I learned of a man called Fisher Ames. Ames was a member of the First Congress, representing a part of Massachusetts. He was also a noted orator and
one of our forgotten defenders of ordered liberty, and deserves the attention of all serious students of the free society. Fisher Ames, of Dedham in Massachusetts, was a lifelong champion of private property, and of an economy unhampered by government intervention.
According to a brief biography at The Freeman, Ames held that
free societies do not arise out of some conscious “social contract” or from the abstract plan of the political metaphysician. Order, justice and freedom in the commonwealth emerge gradually as the laws and institutions of a people build up the framework of society. Habit and custom, prescription and prejudice are the buttresses of the commonwealth.

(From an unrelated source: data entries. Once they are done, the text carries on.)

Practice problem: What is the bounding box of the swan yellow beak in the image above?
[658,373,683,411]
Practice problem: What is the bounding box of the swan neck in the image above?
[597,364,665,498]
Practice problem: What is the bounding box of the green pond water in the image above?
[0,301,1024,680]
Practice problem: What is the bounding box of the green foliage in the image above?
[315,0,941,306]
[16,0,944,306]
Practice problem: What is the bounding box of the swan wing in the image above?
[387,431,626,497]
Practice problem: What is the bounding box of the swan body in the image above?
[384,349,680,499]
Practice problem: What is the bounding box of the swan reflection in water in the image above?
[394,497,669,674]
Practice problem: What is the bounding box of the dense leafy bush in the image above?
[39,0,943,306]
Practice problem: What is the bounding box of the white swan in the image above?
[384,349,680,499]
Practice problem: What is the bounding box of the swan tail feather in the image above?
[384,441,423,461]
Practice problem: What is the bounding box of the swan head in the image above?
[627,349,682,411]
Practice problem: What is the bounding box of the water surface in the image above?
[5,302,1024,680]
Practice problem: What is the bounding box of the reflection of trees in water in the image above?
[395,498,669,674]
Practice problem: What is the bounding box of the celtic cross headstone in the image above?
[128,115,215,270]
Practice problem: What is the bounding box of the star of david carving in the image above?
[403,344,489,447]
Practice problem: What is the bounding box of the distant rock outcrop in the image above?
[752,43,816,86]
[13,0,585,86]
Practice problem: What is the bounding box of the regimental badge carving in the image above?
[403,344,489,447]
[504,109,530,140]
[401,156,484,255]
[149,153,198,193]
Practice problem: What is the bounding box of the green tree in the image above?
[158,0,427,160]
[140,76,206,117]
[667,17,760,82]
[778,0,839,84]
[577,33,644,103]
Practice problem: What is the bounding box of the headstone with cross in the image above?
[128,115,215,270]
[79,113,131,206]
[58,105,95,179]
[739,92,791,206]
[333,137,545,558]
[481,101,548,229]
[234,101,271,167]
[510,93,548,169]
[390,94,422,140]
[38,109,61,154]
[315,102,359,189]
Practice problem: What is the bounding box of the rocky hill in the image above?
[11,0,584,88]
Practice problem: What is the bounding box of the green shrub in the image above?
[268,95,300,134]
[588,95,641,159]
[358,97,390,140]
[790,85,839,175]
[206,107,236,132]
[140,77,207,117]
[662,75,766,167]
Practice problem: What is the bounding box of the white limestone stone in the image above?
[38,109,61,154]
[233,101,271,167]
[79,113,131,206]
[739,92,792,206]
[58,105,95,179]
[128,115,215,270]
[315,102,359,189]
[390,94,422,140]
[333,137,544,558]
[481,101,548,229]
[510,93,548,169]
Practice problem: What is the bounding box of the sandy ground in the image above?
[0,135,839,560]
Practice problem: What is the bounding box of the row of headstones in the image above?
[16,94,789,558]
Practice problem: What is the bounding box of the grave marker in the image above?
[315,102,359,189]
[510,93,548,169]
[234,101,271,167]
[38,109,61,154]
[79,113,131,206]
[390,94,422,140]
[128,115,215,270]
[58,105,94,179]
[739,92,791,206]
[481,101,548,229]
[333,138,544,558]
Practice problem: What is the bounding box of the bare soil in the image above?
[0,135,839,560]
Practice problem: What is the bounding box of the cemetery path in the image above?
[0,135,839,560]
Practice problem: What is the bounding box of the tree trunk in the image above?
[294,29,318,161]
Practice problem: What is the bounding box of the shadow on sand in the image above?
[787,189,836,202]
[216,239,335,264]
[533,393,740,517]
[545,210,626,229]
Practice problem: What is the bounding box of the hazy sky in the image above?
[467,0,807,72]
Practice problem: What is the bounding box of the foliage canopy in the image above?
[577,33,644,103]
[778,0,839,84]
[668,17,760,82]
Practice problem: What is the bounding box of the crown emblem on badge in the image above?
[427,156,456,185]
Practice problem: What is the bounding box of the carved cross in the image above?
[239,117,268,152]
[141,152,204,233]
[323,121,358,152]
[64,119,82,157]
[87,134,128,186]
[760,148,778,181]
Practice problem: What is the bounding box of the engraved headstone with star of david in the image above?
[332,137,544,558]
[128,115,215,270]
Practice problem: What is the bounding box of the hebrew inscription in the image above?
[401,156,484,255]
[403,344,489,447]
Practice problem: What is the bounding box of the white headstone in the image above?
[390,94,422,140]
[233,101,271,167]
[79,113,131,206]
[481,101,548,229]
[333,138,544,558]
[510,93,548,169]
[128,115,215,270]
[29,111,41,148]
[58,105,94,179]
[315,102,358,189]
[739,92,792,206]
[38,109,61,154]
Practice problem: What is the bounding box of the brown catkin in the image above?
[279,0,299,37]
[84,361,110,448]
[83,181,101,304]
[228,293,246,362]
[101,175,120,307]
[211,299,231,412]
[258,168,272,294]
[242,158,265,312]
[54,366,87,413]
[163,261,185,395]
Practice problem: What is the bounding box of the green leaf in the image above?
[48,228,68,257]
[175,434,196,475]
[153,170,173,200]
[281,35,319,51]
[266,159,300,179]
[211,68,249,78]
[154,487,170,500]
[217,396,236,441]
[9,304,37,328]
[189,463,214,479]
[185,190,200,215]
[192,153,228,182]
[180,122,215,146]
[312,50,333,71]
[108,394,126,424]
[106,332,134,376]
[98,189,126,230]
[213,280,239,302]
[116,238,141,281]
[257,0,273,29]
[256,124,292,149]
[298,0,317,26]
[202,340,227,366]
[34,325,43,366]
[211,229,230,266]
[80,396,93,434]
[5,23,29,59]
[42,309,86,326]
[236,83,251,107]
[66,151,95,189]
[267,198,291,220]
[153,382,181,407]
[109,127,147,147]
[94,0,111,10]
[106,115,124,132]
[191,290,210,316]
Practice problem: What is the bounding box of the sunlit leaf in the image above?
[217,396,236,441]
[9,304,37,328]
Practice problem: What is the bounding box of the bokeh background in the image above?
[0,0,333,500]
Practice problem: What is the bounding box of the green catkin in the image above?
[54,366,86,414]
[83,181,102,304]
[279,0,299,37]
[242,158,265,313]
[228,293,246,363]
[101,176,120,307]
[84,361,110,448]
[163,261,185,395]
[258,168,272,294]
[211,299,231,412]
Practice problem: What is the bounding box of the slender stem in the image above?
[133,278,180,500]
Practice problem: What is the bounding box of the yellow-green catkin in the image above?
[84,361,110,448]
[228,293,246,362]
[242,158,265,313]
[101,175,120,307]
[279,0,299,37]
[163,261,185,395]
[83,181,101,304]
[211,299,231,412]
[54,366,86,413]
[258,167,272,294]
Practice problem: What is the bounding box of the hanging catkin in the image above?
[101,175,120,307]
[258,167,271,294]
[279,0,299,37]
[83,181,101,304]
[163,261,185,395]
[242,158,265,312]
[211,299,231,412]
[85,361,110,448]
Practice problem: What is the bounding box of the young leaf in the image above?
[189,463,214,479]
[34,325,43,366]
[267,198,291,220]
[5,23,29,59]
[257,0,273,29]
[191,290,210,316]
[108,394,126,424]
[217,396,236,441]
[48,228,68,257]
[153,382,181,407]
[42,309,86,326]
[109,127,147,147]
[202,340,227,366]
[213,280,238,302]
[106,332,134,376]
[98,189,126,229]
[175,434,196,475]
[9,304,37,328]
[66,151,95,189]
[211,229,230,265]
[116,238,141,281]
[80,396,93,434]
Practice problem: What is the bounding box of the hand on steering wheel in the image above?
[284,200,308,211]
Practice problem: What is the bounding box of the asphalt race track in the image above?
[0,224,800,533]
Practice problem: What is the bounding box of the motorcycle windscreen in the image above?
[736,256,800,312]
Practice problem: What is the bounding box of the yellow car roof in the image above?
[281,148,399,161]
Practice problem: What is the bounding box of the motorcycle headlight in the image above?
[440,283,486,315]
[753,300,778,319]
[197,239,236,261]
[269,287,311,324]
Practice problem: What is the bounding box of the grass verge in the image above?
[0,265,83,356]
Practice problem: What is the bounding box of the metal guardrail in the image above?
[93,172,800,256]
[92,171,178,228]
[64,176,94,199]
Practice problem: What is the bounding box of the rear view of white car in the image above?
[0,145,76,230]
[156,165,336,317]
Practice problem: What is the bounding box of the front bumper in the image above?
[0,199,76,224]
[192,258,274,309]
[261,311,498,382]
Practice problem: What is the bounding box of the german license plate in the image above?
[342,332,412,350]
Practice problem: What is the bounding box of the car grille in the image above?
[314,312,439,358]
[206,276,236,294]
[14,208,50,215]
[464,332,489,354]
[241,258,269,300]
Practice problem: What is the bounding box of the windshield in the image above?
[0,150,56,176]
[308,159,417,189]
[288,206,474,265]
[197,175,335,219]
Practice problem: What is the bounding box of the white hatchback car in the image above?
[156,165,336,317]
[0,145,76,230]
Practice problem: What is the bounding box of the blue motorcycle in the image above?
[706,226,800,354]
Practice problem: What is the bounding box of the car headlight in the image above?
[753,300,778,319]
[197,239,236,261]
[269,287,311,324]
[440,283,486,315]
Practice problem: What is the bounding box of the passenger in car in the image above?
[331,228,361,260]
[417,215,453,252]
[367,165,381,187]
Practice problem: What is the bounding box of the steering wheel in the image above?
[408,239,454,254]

Calling out the concept of prejudice as essential to an ordered society is discordant with the popular and politically correct view. Ames’s thinking was influenced by the French Revolution which
was an attempt to restructure French society according to an ideological system of ideas. Ideology, as understood by Ames and Burke, is a “second reality,” an abstract set of ideas dreamed up in the mind of someone who is convinced his society is totally evil and unredeemable. The French revolutionaries sought to impose this ideological “dream” upon their nation, and the clash of ideology with reality culminated in the horror and bloodshed of the Reign of Terror. Ames feared that the ideology of the French Revolution would take root in America, and he argued eloquently against it. The desire for innovation and reform, Ames said, perennially tempts people into accepting ideology.
The two main concepts to emerge from the ideology of the French Revolution were equality and natural rights. Though they are noble-sounding words, Ames knew them to be inimical to the free society. Instead of civil rights, based on man’s spiritual nature and secured through centuries of tradition, the ideologists posited the rights of nature which existed in some idyllic pre-civilized time. If only men would throw off their institutions and laws which are corrupt and evil, a new dawn of freedom would come. But Ames understood man’s nature to be fallen and not essentially good, and thus he realized that institutions and law were precisely the guarantors of order, and hence of freedom.
Along with his views on economics (aligned with Bastiat and Adam Smith), Fisher Ames saw politics as I do. Any system which aims to perfect men and society is inescapably dependent on someone to dictate what the perfected ideal looks like. No man or class of men is so gifted with such vision.
Today’s libertarians and sophisticated anarchists fail to appreciate the importance of institutions and law. Prosperity is dependent upon predictability. Liberty is an essential moral value, but it is not the only moral value.
The U.S. Constitution—to loop back to the Forgotten Man painting—is both an attempt to guarantee liberty and to restrain what free men might do to one another. Even the ideology of liberty can lack necessary balance.
In the painting, Ames is in the back row, mostly obscured and mostly forgotten. But today he is remembered.